Durante la fase istruttoria emergono possibili elementi di contatto fra i NAR e servizi segreti italiani, come i numeri di telefono annotati da Cavallini riconducibili a una struttura del Sisde, e la presenza di due covi dei NAR in via Gradoli a Roma, dove durante il rapimento Moro erano basate le Brigate Rosse di Moretti: in entrambi i casi, gli stabili erano di proprietà di agenzie immobiliari collegate al Sisde.
L’11 febbraio 2020 la Procura di Bologna chiude la nuova inchiesta sulla strage contro i presunti mandanti e finanziatori, notificando quattro avvisi di conclusione dell’indagine: Paolo Bellini, ex Avanguardia Nazionale, ritenuto esecutore, avrebbe agito in concorso con Licio Gelli, Umberto Ortolani, Federico Umberto D’Amato e Mario Tedeschi e con gli ex NAR già condannati. Il 27 novembre 2020 si è aperto a Bologna il nuovo processo nei confronti di tali mandanti, finanziatori e organizzatori dell’attentato che nel frattempo, però, sono tutti deceduti. È stata inoltrata anche la richiesta di giudizio per l’ex generale del Sisde Quintino Spella e per l’ex carabiniere Piergiorgio Segatel, per depistaggio, oltre che per Domenico Catracchia, amministratore di condominio degli immobili di via Gradoli a Roma per false informazioni al PM al fine di sviare le indagini.

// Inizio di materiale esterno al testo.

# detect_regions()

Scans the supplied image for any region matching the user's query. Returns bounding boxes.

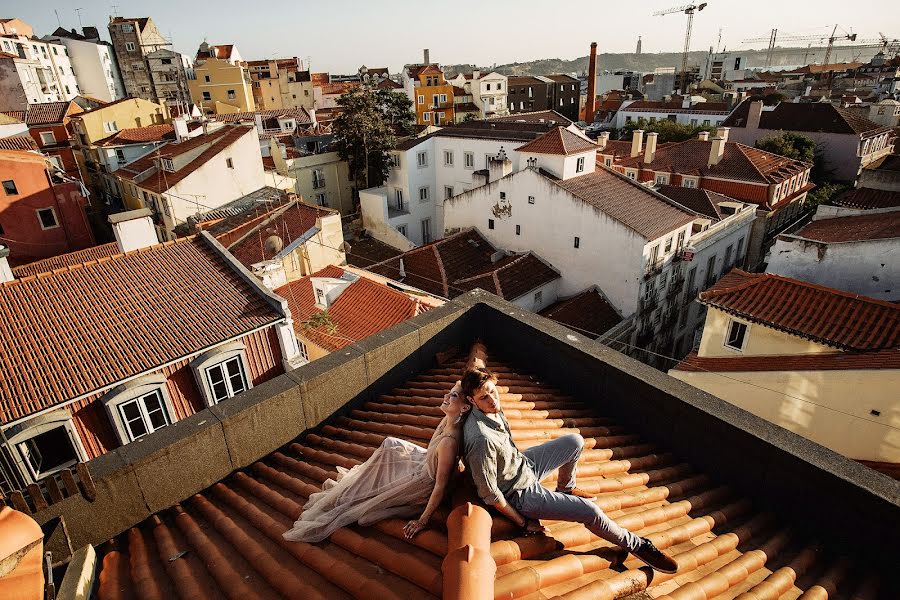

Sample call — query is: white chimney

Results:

Dall’iter processuale, quindi, sembra emergere il ruolo di Licio Gelli non solo come semplice comprimario ma protagonista di primo piano in qualità di mandante e finanziatore della strage. Gelli avrebbe depistato le indagini perché lui stesso avrebbe pianificato l’attentato, d’intesa con Ortolani, il cervello finanziario della P2. I soldi della loggia massonica sarebbero serviti per finanziare i terroristi neri e comprare la complicità di apparati dello Stato, militari, civili, politici di estrema destra e servizi segreti.

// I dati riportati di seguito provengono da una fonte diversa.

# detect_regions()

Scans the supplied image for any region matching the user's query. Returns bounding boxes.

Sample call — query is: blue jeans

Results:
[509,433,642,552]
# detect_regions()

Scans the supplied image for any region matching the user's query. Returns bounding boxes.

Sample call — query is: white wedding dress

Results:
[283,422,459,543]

Sono passati più otto lustri da quel terribile 2 agosto ma la ferita è ancora aperta nella coscienza del Paese e la cicatrice stenta a rimarginarsi, per via delle tante vite spezzate, per le sofferenze delle famiglie e per le menzogne e i depistaggi emersi in questi anni. Il lavoro costante svolto nelle indagini dalla magistratura riaccende adesso le speranze di ottenere una completa verità, reclamata a gran voce dell’Associazione dei familiari delle vittime e da una larga parte di Paese che crede ancora nella giustizia.
È proprio grazie al coraggio, alla tenacia e alla determinazione dei familiari delle vittime che la strage continua ad essere sotto i riflettori dell’opinione pubblica e sotto la lente d’ingrandimento della magistratura cui si chiede di portare a termine un processo che accerti una verità attesa più di quarant’anni.
Una verità inquietante che getta ancora una volta una serie di ombre sulla strage di Bologna, inevitabilmente legata a una stagione di misteri, delitti e attentati avvolti ancora da troppi misteri irrisolti. Troppe ancora le domande senza risposta. Troppi ancora i coni d’ombra e i chiaroscuri. Soltanto la piena verità potrà rendere giustizia alle vittime di questo Paese e a tutti coloro che credono nella democrazia e si battono per essa.
2022-08-02
Importante riepilogo storico che evidenzia anche le troppe ombre che hanno allontanato dalla verità….forse bisogna sostare più volte, senza fretta di chi sta in viaggio, e osservare con singolare attenzione i simboli della strage terroristica che lì dominano ancora.